Now restored, visitors to this picturesque location can play medieval games, following clues through a natural labyrinth. For those after a slightly spookier experience, Château de Bridoire also offers haunted house evenings – check the website for more details.

Château de Hautefort

This famous citadel high over the Auvézère was the fief of the Lastours, whose baron Gouffier de Lastours fought in the First Crusade alongside Godefroy de Bouillon. In the early 1600s the castle was rebuilt as a palace in the Loire style by François de Hautefort, first Marquess of Hautefort in 1614.

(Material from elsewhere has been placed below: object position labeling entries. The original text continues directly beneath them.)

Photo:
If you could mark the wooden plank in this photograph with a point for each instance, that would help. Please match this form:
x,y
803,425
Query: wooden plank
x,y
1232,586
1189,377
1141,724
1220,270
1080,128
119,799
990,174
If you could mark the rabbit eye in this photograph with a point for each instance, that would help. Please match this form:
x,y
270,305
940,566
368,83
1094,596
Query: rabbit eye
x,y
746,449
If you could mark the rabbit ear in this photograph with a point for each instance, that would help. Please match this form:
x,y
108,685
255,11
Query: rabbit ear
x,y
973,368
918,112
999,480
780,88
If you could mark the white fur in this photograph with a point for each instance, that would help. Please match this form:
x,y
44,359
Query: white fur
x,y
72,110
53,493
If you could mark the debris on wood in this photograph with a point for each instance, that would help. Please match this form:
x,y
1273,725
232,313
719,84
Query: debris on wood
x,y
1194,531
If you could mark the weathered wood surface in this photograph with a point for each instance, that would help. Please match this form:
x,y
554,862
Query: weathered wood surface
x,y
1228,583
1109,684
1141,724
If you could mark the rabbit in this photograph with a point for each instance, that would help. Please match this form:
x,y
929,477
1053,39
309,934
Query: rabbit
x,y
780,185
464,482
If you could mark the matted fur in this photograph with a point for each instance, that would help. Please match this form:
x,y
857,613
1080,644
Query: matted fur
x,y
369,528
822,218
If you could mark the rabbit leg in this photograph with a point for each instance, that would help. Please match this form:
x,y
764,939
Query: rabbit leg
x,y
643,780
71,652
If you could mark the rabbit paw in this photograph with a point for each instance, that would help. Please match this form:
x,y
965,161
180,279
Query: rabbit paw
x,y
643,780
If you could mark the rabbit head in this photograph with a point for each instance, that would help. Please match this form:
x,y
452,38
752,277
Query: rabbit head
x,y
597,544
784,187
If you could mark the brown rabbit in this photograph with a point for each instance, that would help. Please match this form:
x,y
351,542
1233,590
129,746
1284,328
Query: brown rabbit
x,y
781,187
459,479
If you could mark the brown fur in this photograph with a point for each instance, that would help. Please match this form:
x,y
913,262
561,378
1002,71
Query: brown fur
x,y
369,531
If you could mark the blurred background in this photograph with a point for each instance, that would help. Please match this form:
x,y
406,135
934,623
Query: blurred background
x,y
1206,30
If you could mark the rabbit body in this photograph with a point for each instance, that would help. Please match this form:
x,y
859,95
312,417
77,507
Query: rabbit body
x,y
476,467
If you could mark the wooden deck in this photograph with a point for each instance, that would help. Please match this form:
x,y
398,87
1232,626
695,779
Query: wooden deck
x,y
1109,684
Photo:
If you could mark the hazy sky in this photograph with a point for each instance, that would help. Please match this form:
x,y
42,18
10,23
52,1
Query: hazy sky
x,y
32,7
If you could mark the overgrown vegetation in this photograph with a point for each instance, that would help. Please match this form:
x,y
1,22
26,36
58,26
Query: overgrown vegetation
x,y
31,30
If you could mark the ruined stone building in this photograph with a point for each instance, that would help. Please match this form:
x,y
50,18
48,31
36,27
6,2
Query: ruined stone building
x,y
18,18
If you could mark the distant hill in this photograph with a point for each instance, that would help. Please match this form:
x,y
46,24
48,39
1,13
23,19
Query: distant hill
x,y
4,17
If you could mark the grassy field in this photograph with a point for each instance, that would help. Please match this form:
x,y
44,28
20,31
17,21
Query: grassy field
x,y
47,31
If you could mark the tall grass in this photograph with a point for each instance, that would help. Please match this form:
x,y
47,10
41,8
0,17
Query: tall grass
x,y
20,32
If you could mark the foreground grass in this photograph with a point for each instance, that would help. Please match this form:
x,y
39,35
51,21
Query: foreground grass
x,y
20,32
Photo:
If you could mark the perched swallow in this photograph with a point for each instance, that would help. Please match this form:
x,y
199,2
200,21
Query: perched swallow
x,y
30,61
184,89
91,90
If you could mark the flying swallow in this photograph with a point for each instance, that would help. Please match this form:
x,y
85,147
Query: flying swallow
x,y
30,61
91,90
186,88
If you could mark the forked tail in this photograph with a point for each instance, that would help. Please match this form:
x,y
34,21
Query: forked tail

Château de Hautefort Dordogne
© Emily Marie Wilson, Shutterstock

Although it survived the Revolution (as a prison), Hautefort was derelict in 1929, when the Baron and Baronne de Bastard undertook its restoration, finally finishing it in 1968. In the autumn of that same year Hautefort went up in a blaze that could be seen across half of Périgord. But after the shock of losing 39 years of work in one night, the now widowed baroness amazed everyone by simply starting all over again, completing the work by the time she died in 1999. Besides the château, the visit includes the panoramic terraces and the immaculate French gardens, the park, and vegetable garden of heritage vegetables; seeds are for sale in the shop.

Château de Puyguilhem

The region of Périgord claims to have 1,001 châteaux; of that number, the most splendid is arguably this Renaissance jewel. Built in 1524 by the first president of the Parlement of Bordeaux, Mondot de la Marthonie, its roof-line forest of richly carved dormers and chimneys is just as impressive when viewed from within – it looks like the hull of a ship.

Château de Puyguilhem Dordogne
© Juliofsanguino, Wikimedia Commons

Saved from collapse in the 1930s, Puyguilhem has been refurnished with period pieces and Renaissance tapestries; the star is the chimney, sculpted with the Labours of Hercules.

Château de Commarque

Just beyond Cap Blanc up the Grand Beune valley rise the majestic, romantic ruins of the 12th–13th-century castle betrayed to and ruined by the English in the Hundred Years’ War; the elegant keep was added in the 16th century. After 400 years of abandonment a descendant of the original builders purchased the castle and opened it to visits. It’s a 500m walk from the car park through the woods. Every year it hosts new activities.

Château de Commarque Dordogne
© JGS25, Wikimedia Commons

On the cliff opposite, Château de Laussel (private) sits over the Gisement de Laussel, which produced the famous relief of the Vénus de Laussel, holding her bison horn (now in Bordeaux).